Diffusion process visualization under the IC model

This project was developed as part of the Algorithmics course (Q2 2022–2023) at FIB‑UPC by Fernando Guirao, Àlex Domínguez, Haroon Rehman and Guillem Gaya.

Abstract

The Target Set Selection problem (TSS) is a combinatorial optimization problem proposed by Kempe, Kleinberg, and Tardos. The goal is to find a maximum influence (IM) set in a social network. Let $G = (V, E)$ be the graph representing the social network; the objective is to find a set $S$ capable of spreading influence to the largest possible number of nodes in $G$. The spread of influence is studied under the Independent Cascade (IC) model and the Linear Threshold (LT) model.

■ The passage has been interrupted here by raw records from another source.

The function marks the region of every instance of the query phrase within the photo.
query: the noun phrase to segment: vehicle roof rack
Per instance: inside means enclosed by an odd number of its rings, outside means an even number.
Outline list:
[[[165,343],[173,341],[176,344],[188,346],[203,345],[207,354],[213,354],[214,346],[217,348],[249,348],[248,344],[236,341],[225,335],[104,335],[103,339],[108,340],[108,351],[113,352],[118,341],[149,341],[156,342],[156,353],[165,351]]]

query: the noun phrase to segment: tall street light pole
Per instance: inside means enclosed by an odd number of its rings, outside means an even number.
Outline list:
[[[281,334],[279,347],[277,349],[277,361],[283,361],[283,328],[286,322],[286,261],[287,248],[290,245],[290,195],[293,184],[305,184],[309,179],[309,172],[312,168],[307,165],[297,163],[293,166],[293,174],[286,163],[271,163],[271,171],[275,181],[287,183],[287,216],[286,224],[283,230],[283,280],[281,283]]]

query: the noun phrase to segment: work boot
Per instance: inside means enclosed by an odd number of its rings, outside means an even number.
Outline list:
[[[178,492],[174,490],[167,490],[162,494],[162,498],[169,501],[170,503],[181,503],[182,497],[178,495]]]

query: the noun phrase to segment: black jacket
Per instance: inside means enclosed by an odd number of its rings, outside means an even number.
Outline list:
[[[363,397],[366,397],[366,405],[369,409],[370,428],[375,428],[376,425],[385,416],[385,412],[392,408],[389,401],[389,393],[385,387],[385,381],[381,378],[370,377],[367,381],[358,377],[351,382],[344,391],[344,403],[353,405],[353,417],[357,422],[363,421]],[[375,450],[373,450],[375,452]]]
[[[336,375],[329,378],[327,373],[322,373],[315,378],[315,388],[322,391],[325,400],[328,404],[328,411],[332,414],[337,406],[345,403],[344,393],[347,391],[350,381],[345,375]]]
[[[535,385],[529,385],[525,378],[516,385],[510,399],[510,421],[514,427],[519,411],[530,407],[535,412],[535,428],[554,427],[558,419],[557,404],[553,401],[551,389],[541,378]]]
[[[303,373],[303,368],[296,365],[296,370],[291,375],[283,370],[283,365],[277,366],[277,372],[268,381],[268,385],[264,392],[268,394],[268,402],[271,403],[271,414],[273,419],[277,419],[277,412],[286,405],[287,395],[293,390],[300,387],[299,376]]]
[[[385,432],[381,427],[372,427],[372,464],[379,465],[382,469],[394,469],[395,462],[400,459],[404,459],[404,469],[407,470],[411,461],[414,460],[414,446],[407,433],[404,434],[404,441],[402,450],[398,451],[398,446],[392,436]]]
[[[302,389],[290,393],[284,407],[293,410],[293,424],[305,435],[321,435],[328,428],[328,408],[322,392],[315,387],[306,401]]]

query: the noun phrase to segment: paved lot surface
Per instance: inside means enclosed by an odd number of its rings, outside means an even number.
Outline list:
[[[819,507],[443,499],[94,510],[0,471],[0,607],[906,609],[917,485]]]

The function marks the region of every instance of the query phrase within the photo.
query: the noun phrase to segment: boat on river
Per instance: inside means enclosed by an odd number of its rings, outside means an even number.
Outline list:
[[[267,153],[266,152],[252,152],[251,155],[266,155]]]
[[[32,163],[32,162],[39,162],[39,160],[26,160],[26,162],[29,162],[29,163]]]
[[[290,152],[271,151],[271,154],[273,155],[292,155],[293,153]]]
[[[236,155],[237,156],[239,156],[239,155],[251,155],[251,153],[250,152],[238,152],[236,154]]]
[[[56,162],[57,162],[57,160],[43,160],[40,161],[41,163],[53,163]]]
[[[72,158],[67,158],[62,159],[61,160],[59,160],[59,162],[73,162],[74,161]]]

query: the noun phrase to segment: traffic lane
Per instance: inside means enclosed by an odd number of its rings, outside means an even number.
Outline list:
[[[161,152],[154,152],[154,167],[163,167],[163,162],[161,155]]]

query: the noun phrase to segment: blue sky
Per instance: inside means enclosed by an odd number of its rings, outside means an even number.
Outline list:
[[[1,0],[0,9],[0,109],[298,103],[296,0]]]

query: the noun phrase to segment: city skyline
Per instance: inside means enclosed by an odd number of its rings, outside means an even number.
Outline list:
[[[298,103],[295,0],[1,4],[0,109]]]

This problem has two variants: the maximization variant (known as $k$-MAX-influence), where, given a limited number of resources (nodes) $k$, the goal is to maximize the influence spread. On the other hand, in the minimization variant (known as $J$-MIN-Seed), the objective is to find the smallest subset capable of spreading influence to at least $J$ nodes in the network.

This project focuses on the second variant of the problem and aims to provide a solution using a greedy algorithm, a local search, and a metaheuristic.

📄 You can find the full report here. (The experimental part could not be 100% completed).

Test it yourself!

Requirements

C++ requirements

To run the C++ implementations, you only need a standard C++ compiler like g++:

$ g++ -std=c++17 your_file.cpp -o your_program

Python requirements (for visualizations)

The visualization script is provided in Python. You can install the required packages with:

$ pip install -r requirements.txt

Usage

To try out the algorithms, simply compile the desired .cpp file individually and run it using any DIMACS-formatted graph as input. For example:

$ g++ -std=c++17 localSearchIC.cpp -o localSearchIC

$ ./localSearchIC < instances/graph_jazz.dimacs

The output will display the number of selected seed nodes. If you're running local search or simulated annealing, it will also show the number of seed nodes after optimizing the initial solution.

Inside each C++ file, you can manually adjust parameters in the main function, such as the influence probability, the target number of influenced nodes, or algorithm-specific settings (e.g., cooling schedule for simulated annealing).